This is Lisa MacLeod. MacLeod is a 34-year-old Canadian politician. She recently testified against Ottowa Mayor Larry O'Brien in his recent hig-profile, influence-peddling trial. Her testimony was deemed unreliable by the judge presiding over the case, Douglass Cunningham, 69, who said that because MacLeod commuted every day to her job, leaving her four-year-old daughter at home with her husband, that "the defence was able to demonstrate that there were a number of rather significant things going on in her life when she gave her statement to the police," implying MacLeod was too distracted to give an accurate statement.

MacLeod has called the ruling, "pathetic" and "surreal." One member of Parliament agrees. So do I.

According to Equal Voice, a Canadian organization that promotes women in public office, Canada ranks "46th out of 189 countries in the number of women elected to national parliament. Women make up 52 per cent of the population, but only 22 per cent of MPs are women and 21 per cent of representatives elected to municipal and provincial office are women." This clearly says something about the way gender roles have played out, or rather, what some Canadians consider acceptable.

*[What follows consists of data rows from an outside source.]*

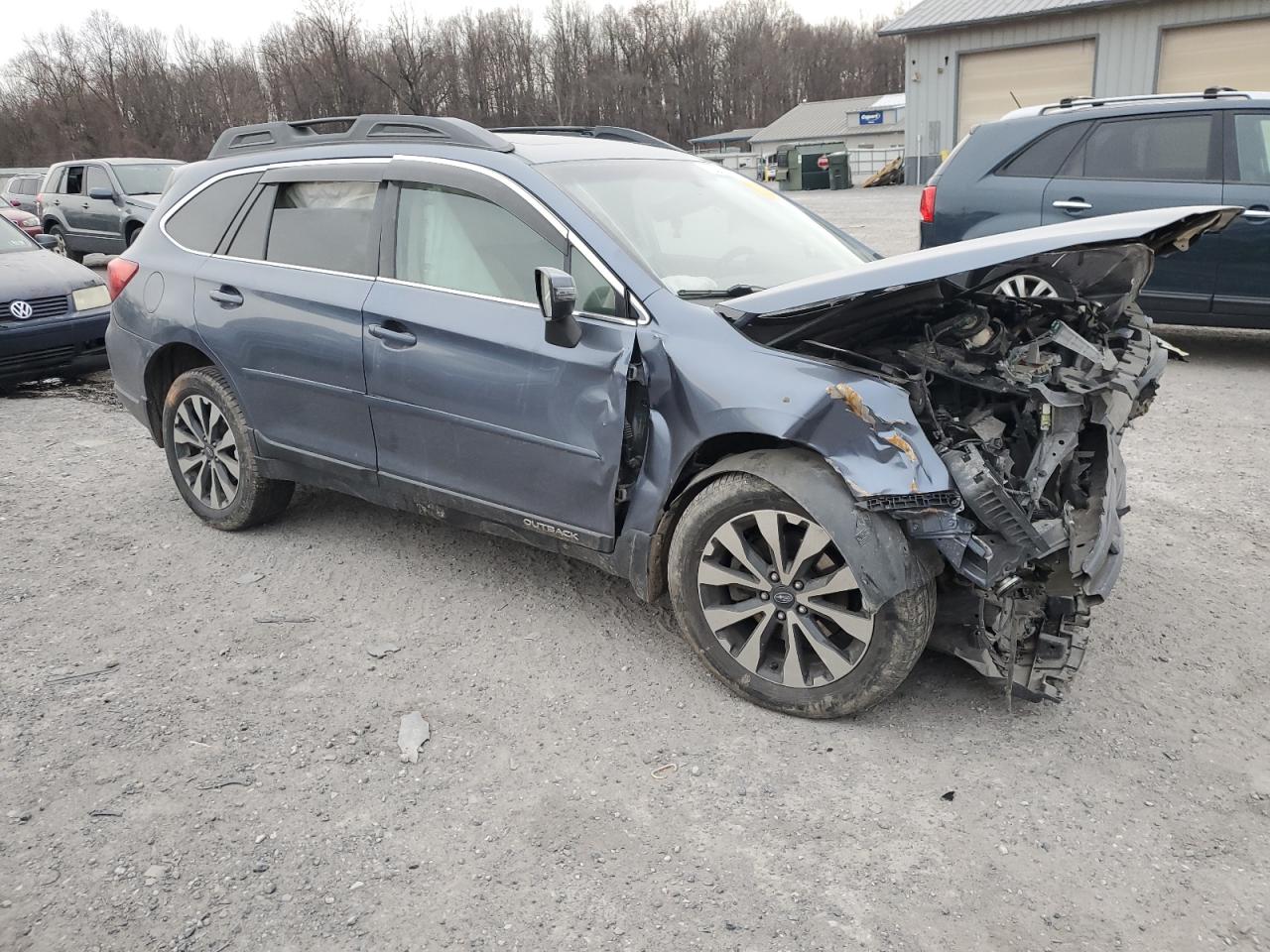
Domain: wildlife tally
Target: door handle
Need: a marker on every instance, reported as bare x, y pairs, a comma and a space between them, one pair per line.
227, 296
390, 335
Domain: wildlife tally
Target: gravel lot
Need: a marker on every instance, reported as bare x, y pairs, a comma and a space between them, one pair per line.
197, 751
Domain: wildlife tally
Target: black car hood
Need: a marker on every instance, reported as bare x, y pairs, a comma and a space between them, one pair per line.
40, 273
1161, 230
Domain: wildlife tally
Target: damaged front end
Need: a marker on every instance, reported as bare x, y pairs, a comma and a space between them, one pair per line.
1024, 399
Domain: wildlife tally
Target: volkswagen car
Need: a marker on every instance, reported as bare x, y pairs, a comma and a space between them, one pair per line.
53, 311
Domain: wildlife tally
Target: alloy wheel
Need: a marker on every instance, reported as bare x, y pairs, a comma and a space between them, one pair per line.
206, 451
1025, 286
781, 601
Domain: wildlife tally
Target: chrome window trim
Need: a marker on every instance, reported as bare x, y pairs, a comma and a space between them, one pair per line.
456, 291
530, 198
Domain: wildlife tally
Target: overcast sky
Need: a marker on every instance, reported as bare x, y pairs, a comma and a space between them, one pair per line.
240, 21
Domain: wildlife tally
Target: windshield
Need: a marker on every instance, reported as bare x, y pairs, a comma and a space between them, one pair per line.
148, 179
12, 239
701, 229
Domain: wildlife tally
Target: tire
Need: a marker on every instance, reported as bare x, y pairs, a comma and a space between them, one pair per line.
1035, 281
202, 404
864, 667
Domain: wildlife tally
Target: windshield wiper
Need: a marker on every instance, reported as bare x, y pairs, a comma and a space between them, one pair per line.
734, 291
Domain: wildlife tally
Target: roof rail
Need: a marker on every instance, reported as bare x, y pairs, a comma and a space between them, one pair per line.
1210, 93
264, 136
617, 134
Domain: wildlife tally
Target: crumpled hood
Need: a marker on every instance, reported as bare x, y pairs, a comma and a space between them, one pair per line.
1161, 230
40, 273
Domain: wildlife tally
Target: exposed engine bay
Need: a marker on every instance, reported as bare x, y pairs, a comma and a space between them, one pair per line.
1024, 399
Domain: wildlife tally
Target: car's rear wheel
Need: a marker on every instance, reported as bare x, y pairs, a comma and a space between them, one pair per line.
1029, 282
211, 457
766, 599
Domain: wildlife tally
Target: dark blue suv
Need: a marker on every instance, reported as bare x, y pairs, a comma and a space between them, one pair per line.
1086, 158
611, 349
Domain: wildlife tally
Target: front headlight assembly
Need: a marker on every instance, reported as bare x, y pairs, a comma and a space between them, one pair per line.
91, 298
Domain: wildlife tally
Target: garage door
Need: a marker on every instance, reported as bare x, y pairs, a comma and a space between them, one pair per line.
1033, 73
1214, 55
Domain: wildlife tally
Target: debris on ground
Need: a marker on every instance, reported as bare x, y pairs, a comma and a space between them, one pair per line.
412, 735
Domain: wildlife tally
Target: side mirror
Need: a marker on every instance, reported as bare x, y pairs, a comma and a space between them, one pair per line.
557, 298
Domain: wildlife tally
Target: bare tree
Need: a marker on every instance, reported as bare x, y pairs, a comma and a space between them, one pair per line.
663, 66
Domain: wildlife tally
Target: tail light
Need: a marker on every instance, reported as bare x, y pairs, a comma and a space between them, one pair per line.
118, 273
928, 206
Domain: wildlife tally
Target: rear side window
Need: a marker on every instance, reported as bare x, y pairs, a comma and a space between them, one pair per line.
96, 178
1046, 155
453, 240
1252, 148
324, 225
1153, 149
199, 223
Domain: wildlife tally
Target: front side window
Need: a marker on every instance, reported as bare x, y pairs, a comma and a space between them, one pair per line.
12, 239
144, 178
325, 225
96, 178
457, 241
1153, 149
701, 229
1252, 148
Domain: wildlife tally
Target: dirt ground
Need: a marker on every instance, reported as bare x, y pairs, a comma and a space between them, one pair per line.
198, 752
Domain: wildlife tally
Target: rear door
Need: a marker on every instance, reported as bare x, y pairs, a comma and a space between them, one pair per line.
1242, 276
100, 214
1148, 162
72, 203
471, 407
282, 307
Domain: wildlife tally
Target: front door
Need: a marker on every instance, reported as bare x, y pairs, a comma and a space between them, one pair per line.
470, 404
1151, 162
282, 306
1242, 280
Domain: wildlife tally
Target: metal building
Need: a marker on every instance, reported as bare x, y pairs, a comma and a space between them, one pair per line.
970, 61
869, 128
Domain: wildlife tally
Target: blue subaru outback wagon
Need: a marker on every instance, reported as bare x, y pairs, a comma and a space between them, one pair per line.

Though I understand it is difficult for some men of Cunningham's era to make a distinction between what they were raised to believe–that women's roles were in the home as mothers–and what is actually now the case–that family identities are changing and different on an individual basic–someone in Cunningham's position should be aware of what is cultually acceptable. It seems to me that Cunningham was out of touch enough, even from a self preservation standpoint, to make this statement. Perhaps it's his reliability that needs evaluation, and not MacLeod's.